No. 8775 proposes a compound having a quaternary ammonium base at both ends. However, all of these polysiloxane intermediates have complicated production processes and are expensive, and have poor adhesion to various fibers because the groups bonded to silicon atoms are quaternary ammonium bases and alkyl groups. There was a disadvantage.

Further, as antifouling paints for hulls and fishing nets, 4
Although the use of trimethoxysilane containing a quaternary ammonium salt is disclosed in JP-A-6-179603, problems such as environmental pollution, lack of safety, and economic problems due to handling with a methanol solution still remain. Was. An organopolysiloxane-based underwater antifouling agent containing a quaternary ammonium salt and a polyether group is disclosed in
No. 3,306,687, the production method of this organopolysiloxane is complicated and the synthesis route is long,
Economic advantages are small.

An object of the present invention is to provide a product which solves the above-mentioned problems of the conventional underwater antifouling agent. That is, it does not contain toxic substances such as organotin and cuprous oxide, and therefore, is excellent in safety to human body and aquatic animals and plants, is environmentally friendly, and has excellent adhesion and persistence to the object to be treated, and therefore, antifouling. The effect is highly durable.Especially when applied to seawater, such as the draft of ships, the lower part of the sea surface of marine structures, the water pipes and conduits of power plants, and the surface of fish nets, it prevents the adhesion of underwater organisms. It is an object of the present invention to provide an underwater antifouling paint composition which is effective for water.

[0006]

That is, the present invention provides a liquid crystal display device comprising at least one unit represented by the following general formula (1):
An underwater antifouling coating composition comprising a quaternary ammonium salt-containing organopolysiloxane and a binder resin.

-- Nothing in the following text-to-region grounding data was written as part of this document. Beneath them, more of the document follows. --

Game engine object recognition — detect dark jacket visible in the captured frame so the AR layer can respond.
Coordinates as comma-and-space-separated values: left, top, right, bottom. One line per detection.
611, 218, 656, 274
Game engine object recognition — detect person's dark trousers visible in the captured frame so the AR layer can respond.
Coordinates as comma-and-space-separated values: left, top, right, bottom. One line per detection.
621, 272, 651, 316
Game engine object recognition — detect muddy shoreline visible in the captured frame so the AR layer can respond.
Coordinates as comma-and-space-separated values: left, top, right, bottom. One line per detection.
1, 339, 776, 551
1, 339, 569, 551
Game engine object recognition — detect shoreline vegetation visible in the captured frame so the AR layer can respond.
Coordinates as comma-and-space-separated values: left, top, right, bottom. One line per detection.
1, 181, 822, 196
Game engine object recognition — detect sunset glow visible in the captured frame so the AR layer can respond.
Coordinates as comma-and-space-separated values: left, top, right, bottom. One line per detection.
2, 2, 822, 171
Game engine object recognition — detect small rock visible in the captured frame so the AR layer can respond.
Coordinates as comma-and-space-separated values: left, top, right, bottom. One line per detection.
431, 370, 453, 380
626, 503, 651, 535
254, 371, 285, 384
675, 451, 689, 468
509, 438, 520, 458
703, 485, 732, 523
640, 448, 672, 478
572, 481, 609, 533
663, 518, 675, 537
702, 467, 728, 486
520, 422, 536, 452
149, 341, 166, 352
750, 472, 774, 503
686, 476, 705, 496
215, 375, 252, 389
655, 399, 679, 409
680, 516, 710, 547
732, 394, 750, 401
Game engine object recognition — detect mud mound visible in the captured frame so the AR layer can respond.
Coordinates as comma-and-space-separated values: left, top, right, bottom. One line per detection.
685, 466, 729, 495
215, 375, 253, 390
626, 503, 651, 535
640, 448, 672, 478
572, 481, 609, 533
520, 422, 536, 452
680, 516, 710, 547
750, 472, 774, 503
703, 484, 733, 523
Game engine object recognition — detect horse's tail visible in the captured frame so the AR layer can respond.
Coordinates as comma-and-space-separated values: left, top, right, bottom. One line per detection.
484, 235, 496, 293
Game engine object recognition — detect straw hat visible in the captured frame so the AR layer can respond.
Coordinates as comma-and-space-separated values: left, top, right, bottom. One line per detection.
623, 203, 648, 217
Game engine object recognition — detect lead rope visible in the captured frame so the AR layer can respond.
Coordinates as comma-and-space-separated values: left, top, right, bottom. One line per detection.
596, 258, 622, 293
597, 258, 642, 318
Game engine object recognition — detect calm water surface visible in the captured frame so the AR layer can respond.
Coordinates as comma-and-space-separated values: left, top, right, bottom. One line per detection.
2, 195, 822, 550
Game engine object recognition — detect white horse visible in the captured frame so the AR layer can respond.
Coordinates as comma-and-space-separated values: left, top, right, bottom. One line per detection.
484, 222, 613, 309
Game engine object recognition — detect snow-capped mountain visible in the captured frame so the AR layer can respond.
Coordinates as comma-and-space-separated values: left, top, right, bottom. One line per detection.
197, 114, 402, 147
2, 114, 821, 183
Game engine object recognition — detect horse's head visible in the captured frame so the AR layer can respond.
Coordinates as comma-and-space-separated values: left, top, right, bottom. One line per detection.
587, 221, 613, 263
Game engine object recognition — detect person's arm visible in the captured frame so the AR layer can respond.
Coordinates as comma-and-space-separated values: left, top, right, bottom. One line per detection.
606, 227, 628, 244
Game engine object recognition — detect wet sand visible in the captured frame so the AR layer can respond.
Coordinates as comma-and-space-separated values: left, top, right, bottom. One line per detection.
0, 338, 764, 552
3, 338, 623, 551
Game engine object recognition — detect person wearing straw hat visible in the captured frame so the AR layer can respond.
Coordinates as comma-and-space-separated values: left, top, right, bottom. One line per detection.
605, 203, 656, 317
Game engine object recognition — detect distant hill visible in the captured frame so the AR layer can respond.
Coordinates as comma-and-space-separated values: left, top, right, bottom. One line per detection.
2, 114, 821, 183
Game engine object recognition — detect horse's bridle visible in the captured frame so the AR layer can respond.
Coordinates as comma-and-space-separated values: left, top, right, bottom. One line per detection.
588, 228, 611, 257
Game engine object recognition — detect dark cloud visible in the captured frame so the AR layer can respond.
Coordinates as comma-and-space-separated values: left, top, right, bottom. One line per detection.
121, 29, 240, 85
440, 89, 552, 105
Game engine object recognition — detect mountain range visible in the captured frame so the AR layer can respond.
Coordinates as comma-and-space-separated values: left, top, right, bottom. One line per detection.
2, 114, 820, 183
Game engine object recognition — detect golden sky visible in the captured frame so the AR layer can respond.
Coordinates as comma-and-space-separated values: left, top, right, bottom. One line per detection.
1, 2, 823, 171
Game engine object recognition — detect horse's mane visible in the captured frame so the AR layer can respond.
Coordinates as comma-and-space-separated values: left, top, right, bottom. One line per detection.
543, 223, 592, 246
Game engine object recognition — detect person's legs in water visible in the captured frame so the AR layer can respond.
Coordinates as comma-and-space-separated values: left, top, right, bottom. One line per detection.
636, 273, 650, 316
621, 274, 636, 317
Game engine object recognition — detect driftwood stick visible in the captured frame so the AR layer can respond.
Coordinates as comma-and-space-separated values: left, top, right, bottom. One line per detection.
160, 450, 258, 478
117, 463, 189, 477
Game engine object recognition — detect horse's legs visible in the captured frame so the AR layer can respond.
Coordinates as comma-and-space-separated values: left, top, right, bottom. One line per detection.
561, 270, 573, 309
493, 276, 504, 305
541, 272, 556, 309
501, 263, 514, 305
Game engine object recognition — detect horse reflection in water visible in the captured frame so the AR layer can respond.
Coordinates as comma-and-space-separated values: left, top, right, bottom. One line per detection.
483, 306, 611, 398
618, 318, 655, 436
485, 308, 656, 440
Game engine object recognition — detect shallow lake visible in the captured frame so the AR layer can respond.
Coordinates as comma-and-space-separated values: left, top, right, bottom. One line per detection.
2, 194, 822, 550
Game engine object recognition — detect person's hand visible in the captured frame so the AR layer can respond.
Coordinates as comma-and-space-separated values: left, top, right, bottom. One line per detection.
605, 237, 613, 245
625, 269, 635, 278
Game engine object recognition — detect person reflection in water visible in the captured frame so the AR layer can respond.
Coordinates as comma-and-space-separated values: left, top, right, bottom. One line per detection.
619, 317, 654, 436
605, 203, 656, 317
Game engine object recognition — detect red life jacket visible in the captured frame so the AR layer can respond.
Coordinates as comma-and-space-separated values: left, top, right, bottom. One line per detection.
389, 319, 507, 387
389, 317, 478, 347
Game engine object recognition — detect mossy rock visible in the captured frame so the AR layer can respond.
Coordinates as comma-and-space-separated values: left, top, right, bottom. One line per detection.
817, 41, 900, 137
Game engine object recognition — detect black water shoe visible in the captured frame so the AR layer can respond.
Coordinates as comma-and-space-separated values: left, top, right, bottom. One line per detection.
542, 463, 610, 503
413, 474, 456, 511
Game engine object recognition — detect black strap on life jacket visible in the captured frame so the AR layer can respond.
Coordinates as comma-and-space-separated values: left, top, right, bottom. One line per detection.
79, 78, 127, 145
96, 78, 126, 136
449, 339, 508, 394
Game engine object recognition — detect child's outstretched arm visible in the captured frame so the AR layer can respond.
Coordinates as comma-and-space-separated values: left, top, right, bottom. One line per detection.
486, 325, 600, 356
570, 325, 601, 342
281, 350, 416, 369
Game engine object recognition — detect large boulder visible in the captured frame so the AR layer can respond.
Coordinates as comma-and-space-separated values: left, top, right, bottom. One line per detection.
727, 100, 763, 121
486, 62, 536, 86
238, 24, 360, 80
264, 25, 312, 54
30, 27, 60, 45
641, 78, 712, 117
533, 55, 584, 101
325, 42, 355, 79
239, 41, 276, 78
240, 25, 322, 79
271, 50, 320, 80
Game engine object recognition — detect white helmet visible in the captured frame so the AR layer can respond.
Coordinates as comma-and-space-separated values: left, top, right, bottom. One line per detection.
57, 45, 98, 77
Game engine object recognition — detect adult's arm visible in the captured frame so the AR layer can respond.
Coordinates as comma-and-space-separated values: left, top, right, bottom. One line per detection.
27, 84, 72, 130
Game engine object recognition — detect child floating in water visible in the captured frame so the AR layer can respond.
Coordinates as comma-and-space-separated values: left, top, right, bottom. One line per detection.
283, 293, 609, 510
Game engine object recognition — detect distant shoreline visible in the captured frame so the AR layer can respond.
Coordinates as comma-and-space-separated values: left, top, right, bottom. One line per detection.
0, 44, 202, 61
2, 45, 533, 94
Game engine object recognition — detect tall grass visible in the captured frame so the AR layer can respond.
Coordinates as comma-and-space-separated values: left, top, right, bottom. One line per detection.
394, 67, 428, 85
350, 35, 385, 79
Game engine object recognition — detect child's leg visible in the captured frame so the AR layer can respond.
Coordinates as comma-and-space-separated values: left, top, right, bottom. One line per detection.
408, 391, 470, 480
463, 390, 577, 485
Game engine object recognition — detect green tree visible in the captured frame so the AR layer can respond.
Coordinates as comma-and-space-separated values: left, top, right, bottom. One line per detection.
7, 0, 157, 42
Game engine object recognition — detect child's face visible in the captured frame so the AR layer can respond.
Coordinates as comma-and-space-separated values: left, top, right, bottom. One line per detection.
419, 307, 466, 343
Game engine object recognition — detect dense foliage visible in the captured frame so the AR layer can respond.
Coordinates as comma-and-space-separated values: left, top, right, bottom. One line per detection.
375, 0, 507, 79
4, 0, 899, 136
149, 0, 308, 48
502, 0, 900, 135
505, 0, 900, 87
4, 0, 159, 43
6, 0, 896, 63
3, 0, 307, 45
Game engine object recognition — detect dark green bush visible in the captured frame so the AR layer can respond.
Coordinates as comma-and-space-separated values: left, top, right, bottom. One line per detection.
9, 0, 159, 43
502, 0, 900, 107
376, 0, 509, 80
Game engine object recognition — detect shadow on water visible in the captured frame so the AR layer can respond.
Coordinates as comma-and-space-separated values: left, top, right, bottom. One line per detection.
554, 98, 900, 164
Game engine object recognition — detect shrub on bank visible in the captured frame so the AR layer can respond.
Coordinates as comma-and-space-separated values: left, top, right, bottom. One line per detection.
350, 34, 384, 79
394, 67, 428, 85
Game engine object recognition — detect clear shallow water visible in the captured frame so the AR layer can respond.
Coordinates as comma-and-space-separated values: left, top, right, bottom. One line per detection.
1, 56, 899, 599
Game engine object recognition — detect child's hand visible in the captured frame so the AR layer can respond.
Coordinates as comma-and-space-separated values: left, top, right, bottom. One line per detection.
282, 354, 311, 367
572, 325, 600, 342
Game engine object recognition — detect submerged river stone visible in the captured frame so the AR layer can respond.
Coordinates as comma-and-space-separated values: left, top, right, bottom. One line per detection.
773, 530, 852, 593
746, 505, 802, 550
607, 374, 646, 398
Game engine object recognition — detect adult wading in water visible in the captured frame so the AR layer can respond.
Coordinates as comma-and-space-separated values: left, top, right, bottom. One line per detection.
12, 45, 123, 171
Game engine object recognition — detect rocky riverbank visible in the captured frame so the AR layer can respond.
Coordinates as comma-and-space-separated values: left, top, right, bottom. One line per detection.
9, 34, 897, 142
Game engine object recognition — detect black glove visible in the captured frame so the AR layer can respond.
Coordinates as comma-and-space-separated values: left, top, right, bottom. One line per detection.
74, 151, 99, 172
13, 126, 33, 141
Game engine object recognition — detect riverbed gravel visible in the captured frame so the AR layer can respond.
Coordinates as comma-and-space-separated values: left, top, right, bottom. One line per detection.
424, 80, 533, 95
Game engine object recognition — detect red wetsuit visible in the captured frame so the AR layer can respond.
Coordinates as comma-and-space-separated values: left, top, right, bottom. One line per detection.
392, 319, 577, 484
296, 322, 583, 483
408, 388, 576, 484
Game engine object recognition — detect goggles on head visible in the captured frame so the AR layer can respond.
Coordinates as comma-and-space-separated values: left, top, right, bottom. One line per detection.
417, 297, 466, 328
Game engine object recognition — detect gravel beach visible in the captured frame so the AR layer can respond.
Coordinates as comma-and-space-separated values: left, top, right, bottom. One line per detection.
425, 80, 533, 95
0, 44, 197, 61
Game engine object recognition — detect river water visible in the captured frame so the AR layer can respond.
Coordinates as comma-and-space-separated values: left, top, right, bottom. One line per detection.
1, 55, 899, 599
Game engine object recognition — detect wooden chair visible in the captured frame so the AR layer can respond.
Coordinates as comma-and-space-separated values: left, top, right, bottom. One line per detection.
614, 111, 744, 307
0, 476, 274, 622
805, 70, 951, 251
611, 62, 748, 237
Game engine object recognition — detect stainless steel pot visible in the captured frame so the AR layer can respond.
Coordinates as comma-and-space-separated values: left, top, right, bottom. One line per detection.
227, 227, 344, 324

Embedded image (Wherein R ¹ is a hydrogen atom or a substituted or unsubstituted monovalent organic group having 1 to 10 carbon atoms, R ² is a monovalent organic group containing at least one quaternary ammonium salt, and R ³ is R ¹ Alternatively, a group represented by OR ¹ and p represents a positive number of 5 ≦ p ≦ 500.) According to a second aspect of the present invention, the terminal of the quaternary ammonium salt-containing organopolysiloxane is represented by the following general formula (2): The underwater antifouling paint composition according to claim 1, which is represented by a structure.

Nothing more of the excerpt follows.